Sim, chegamos ao ponto em que a viralização de uma denúncia falsa leva a uma situação em que passageiros e motoristas são orientados a “gravar em áudio e vídeo” todas as suas viagens, como se estivessem participando de operações policiais.

É esta a sociedade em que queremos viver?

Tudo que escrevi acima independe da intenção das duas mulheres condenadas em Santos. Se elas partiram do pressuposto de que o motorista era culpado, eu parto do pressuposto de que elas realmente acreditavam no que estavam dizendo. Isso não muda o fato de que houve um crime, bem demonstrado pela juíza do caso.

Mas há outro fator importante a considerar aqui. Nem sempre o uso irresponsável das redes sociais, a transformação dessas redes em tribunais de justiça sumária e o clima de denuncismo que comentei aqui acontecem de forma espontânea. Eles podem ser ferramentas de uma estratégia deliberada, ou armas usadas por milícias de justiceiros sociais a serviço de uma agenda política. Ainda mais em ano eleitoral.

Hoje em dia é muito fácil prejudicar um desafeto pessoal ou um adversário político: basta fazer uma acusação falsa nas redes sociais, que pode ser rapidamente orquestrada em um pequeno grupo de Whatsapp. Dependendo da fama ou da importância do acusado, logo dezenas, centenas ou até milhares de inocentes úteis compartilharão a denúncia.

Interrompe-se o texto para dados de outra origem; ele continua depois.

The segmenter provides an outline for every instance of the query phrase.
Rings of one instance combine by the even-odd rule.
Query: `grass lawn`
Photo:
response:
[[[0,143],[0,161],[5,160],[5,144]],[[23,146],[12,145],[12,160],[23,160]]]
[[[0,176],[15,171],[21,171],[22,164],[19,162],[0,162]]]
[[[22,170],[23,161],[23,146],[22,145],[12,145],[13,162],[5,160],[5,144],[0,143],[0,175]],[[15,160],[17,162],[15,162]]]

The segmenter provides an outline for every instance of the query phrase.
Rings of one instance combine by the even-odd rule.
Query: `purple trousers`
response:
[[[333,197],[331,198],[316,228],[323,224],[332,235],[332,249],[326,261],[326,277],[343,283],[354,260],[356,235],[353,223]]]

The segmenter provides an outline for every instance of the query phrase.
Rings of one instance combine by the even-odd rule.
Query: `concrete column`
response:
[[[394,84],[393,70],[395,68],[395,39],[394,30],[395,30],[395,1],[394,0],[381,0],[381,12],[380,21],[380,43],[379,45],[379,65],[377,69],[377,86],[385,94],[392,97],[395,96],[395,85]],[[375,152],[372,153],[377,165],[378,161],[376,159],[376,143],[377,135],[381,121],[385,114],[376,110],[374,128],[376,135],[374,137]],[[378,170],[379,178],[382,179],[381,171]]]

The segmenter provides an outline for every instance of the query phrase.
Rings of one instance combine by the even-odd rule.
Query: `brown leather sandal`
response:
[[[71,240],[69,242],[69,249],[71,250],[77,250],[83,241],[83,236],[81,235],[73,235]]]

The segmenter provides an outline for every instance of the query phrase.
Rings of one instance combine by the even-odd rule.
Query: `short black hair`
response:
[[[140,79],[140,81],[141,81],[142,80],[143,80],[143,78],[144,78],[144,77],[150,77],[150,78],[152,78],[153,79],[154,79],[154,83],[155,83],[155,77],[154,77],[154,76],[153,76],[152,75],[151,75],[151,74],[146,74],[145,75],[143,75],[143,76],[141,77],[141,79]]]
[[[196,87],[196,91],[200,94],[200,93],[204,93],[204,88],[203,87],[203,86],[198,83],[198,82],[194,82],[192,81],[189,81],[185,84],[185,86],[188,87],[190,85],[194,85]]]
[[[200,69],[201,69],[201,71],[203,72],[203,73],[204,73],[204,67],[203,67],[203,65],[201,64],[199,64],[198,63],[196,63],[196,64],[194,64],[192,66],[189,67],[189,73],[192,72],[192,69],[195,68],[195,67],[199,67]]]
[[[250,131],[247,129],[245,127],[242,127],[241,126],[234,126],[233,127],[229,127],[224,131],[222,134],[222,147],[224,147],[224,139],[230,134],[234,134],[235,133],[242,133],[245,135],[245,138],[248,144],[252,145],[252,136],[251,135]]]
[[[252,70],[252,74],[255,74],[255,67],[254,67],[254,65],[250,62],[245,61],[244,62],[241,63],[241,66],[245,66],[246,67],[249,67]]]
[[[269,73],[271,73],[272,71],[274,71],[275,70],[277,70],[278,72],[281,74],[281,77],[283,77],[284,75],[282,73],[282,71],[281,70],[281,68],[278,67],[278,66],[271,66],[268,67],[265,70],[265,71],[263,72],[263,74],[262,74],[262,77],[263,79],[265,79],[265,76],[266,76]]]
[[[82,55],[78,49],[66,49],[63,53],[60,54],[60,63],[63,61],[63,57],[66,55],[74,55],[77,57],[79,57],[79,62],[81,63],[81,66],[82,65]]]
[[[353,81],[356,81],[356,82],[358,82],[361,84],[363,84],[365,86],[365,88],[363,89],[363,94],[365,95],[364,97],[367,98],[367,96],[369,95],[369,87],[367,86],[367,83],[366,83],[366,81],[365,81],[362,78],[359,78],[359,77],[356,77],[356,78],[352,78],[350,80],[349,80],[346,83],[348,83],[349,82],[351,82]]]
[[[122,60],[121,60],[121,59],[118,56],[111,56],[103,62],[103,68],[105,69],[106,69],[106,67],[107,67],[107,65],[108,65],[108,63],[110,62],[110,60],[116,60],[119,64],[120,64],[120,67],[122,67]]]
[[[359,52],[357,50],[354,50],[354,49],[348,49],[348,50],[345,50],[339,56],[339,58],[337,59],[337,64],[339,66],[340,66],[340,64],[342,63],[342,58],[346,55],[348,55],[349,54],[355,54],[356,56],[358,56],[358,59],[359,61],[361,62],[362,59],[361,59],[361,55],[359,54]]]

A própria mídia, aliás cada vez mais parecida com as redes sociais na irresponsabilidade, embarcará na onda, noticiando o caso e amplificando o potencial destrutivo da calúnia, arruinando vidas, carreira e reputações. Por mais que tudo venha a ser desmentido mais tarde, o mal feito jamais será reparado, e suas consequências jamais serão completamente revertidas.

Isso já está acontecendo, de forma quase rotineira, e vai piorar. Tempos sombrios.